Substitute the known values into the relationship: \(\frac{P_1}{300 \,\mathrm{K}} = \frac{\frac{1}{4}P_1}{T_2}\). Simplify to \(\frac{1}{300} = \frac{1}{4T_2}\). Solving for \(T_2\) gives \(T_2 = 4 \times 300 = 1200\,\mathrm{K}\).

- Convert to Celsius

Convert the final temperature from Kelvin to Celsius: \(T_2^{\circ}\mathrm{C} = 1200 \,\mathrm{K} - 273 = 927^{\circ}\mathrm{C}\).

- Select the Correct Option

The final temperature in Celsius is \(927^{\circ}\mathrm{C}\), which corresponds to option (4).

Key concepts

Temperature Calculation

When solving problems related to temperature changes in an ideal gas, it is essential to understand how temperature plays a role in the behavior of gases. Temperature is a measure of the average kinetic energy of gas molecules. In this exercise, the initial temperature of the vessel is given as 27°C. To computationally engage with the Ideal Gas Law effectively, we need to use the Kelvin scale. Convert Celsius to Kelvin by adding 273 to the given Celsius temperature: 27 + 273 = 300 K. This initial temperature will then be used in subsequent calculations to determine how much the temperature must increase to achieve the desired effect in the problem scenario.

Pressure and Volume Relationship

In the Ideal Gas Law, pressure, volume, and temperature are interconnected. The relationship is given by \(PV = nRT\), which can be rearranged to show how these variables interact at constant volume. For this exercise, the volume of the vessel remains unchanged. As the gas is heated, the pressure must balance the temperature change. Initially, let's denote the initial pressure as P₁ and initial temperature as T₁ = 300 K. When three-fourths of the air is expelled, only one-fourth of the initial air remains, making the final pressure P₂ equal to one-fourth of P₁. Using \( \frac{P_1}{T_1} = \frac{P_2}{T_2} \), substitute the given values and solve for T₂, leading to \( T_2 = 4 \times 300 = 1200 \) K.

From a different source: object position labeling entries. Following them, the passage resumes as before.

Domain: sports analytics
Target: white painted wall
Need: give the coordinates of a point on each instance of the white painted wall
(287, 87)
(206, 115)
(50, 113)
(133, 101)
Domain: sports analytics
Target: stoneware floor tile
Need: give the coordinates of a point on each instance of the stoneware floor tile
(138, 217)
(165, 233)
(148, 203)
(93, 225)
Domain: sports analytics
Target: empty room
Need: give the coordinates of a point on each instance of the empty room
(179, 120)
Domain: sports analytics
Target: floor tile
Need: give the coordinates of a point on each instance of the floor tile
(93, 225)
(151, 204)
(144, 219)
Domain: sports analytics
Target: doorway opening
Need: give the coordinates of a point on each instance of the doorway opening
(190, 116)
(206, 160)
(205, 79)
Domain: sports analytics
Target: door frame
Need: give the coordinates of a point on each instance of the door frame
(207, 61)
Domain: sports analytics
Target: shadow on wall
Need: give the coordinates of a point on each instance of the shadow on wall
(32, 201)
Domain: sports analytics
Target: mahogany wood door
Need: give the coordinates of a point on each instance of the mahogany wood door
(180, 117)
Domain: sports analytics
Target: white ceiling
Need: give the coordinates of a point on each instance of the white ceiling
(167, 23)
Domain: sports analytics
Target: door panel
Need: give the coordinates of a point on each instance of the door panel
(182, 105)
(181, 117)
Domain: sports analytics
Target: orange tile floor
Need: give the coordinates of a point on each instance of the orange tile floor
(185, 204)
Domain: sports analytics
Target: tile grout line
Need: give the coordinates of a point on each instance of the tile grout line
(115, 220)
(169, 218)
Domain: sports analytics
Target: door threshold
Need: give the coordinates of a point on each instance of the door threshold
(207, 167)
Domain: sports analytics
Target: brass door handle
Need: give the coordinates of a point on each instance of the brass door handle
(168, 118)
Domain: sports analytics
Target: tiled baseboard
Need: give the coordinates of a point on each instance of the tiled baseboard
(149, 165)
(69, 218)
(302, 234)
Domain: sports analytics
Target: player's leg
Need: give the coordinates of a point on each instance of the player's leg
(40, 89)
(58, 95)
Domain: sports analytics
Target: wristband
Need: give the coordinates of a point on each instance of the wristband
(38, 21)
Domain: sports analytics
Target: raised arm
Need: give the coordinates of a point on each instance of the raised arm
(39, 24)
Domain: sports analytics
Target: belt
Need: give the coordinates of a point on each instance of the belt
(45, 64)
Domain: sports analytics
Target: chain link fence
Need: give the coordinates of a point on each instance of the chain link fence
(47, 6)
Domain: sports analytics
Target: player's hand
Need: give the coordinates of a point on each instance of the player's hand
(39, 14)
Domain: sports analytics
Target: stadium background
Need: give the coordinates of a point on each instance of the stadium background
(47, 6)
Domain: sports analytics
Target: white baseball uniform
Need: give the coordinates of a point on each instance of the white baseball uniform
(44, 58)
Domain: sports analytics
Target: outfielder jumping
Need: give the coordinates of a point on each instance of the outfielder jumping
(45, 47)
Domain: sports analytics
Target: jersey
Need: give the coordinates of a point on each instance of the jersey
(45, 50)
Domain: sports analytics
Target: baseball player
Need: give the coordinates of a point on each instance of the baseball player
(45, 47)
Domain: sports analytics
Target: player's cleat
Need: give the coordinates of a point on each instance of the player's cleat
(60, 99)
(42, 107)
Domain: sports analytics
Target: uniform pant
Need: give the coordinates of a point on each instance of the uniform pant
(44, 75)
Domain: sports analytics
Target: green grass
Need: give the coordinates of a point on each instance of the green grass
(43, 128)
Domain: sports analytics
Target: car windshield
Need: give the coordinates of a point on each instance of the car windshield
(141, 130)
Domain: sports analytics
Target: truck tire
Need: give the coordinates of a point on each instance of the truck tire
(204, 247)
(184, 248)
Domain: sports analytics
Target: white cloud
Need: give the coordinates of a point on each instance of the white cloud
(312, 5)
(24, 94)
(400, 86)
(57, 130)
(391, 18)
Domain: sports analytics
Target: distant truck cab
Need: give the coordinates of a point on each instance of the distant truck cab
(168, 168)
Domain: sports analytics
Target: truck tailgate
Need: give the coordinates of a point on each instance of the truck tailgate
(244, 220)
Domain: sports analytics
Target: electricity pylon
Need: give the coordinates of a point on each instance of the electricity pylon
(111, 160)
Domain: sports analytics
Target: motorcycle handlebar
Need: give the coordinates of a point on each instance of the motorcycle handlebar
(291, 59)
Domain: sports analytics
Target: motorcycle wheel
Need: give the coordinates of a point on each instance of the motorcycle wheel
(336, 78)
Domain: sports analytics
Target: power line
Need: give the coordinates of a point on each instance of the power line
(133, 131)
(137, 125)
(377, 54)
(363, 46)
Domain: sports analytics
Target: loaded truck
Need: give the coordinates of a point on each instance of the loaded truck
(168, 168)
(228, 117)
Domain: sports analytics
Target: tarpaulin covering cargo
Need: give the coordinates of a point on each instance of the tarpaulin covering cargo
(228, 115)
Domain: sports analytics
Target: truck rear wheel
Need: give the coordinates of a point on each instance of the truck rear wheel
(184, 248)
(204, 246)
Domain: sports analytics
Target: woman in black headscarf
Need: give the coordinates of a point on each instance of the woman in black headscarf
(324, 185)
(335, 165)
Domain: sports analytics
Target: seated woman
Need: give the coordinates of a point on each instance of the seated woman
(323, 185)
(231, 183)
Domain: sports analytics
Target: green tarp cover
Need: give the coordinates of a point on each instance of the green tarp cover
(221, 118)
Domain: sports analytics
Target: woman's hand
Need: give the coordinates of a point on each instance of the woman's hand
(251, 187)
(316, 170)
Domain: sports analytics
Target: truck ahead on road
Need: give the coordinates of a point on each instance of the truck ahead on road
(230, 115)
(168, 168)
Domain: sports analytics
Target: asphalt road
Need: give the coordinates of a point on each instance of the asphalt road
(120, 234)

Kelvin to Celsius Conversion

Once the final temperature in Kelvin is calculated, often the next step is converting this value to Celsius. This is particularly useful as temperature values in degrees Celsius are more common in practical situations. The conversion formula between Kelvin and Celsius is straightforward: subtract 273 from the Kelvin temperature. So, for the final temperature calculated in the exercise, which is 1200 K, we convert it to Celsius by computing 1200 - 273 = 927°C. Therefore, the temperature to which the vessel has been heated is 927°C.